3. The Cause of Destruction
If we do not 'fall' on Him, He will 'fall' on us. The quotation's
sources are:
Dan. 2:34: "While you were watching, a rock was cut out, but not by human hands. It struck the statue (the nations) on its feet of iron and clay and smashed them. Then the iron, the clay, the bronze, the silver and the gold were broken to pieces at the same time and became like chaff on a threshing floor in the summer. The wind swept them away without leaving a trace. But the rock that struck the statue became a huge mountain and filled the whole earth."

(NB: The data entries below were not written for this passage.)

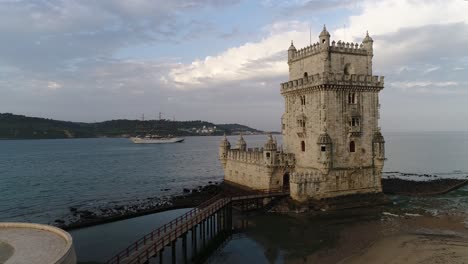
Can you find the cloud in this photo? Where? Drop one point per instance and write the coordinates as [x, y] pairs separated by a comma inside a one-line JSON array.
[[412, 84], [263, 59], [53, 85]]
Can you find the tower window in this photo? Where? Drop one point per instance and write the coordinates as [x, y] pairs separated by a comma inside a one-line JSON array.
[[351, 98], [301, 123], [352, 146], [348, 69], [302, 99], [355, 121]]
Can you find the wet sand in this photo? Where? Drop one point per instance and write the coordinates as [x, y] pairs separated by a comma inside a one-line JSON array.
[[410, 249], [399, 239]]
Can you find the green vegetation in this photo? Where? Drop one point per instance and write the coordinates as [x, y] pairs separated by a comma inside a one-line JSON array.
[[23, 127]]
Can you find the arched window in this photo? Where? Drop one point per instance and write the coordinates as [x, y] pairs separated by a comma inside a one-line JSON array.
[[352, 147], [348, 69], [351, 98]]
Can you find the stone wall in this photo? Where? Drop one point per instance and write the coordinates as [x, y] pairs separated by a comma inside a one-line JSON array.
[[314, 184]]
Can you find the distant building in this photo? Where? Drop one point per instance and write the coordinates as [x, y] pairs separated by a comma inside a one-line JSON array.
[[332, 142]]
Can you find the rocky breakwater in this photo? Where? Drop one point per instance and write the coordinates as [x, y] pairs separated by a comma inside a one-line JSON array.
[[83, 217], [421, 184]]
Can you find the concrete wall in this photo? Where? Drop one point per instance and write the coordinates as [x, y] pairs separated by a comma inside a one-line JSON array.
[[335, 183], [255, 176]]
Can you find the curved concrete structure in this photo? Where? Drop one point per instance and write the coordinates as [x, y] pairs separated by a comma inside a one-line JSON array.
[[35, 243]]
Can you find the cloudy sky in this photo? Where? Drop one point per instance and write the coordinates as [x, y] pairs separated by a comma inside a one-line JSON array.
[[223, 60]]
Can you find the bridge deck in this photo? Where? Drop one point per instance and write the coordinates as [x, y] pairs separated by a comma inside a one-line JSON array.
[[151, 244]]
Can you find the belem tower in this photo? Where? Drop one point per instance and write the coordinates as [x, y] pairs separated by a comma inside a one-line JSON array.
[[332, 145]]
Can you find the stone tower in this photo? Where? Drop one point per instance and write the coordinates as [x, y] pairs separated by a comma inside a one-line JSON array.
[[330, 122]]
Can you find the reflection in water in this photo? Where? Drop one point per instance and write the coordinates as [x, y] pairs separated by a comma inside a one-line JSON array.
[[99, 243], [275, 238]]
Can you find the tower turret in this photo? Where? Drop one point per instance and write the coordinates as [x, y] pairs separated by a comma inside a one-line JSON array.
[[324, 38], [291, 51], [368, 43], [224, 147], [269, 150], [241, 144]]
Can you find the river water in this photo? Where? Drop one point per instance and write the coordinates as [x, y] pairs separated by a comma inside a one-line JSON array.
[[41, 179]]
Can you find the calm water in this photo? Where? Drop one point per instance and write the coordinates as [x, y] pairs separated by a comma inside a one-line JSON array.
[[41, 179]]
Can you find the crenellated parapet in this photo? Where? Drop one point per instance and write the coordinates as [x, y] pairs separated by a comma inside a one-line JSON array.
[[257, 156], [338, 47], [335, 80], [348, 47], [305, 52], [307, 177]]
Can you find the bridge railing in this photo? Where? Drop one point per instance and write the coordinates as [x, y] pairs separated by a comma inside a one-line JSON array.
[[156, 234], [152, 250], [193, 215]]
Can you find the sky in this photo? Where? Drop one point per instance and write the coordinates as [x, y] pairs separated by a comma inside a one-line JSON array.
[[223, 60]]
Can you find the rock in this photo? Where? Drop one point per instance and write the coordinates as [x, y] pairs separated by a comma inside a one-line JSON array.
[[59, 221]]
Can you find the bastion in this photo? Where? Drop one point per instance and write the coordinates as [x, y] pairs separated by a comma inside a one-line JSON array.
[[35, 243]]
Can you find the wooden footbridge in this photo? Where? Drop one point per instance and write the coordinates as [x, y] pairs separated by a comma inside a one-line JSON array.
[[200, 225]]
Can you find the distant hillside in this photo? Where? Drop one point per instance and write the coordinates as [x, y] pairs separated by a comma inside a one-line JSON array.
[[23, 127]]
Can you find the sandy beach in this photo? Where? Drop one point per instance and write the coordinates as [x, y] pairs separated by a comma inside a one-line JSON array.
[[428, 249]]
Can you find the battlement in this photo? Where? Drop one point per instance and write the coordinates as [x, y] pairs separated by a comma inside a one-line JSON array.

Dan. 2:44-45, "In the time of those kings, the God of heaven will set up a kingdom that will never be destroyed, nor will it be left to another people. It will crush all those kingdoms and bring them to an end, but it will itself endure forever. This is the meaning of the vision of the rock cut out of a mountain, not by human hands - a rock that broke (the nations) in pieces. The great God has shown the king what will take place in the future. The dream is true and the interpretation is trustworthy."
We cast yourself on Christ, or He will be cast on us. A stone of stumbling He will become to us, a rock of offence. Fall on it, and we shall be broken. The person broken that way can be healed - "He has torn, that He may heal us; He has stricken (as a surgeon) that He may bind us up (bandage us)." (Hos. 6:1) But let it fall on us, and we will be ground to dust, and there is no healing then.
He is the Truth - the Truth of all ages - and by Him all will come to judgment.
* v. 34: the phrase '... when the season of
fruit drew near' echoes the announcement Jesus made as He began His
ministry, "The season (time) is fulfilled and the Kingdom of God has
drawn near." Mark 1:15
** v. 37: 'He sent His Son ...'; contrast Mark's version, "He had one
left to send, a son, whom he loved. He sent him last of all, saying,
'They will respect my son.'" It is more piquant. God is not angry
with them so much as grieved, troubled.
*** It makes for considerable difficulties with a crude view of
substitutionary atonement, for if the laying on of hands signified a
transfer of identity, then what was symbolised in the ritual was a
suicide. It is better so to understand the O.T. ritual that God is
represented by the lamb, the sinner by the priest.
**** This parable restores what was missing in the previous one: the
resurrection. The stone 'rejected' (in the crucifixion) is made the
head of the corner (in the resurrection).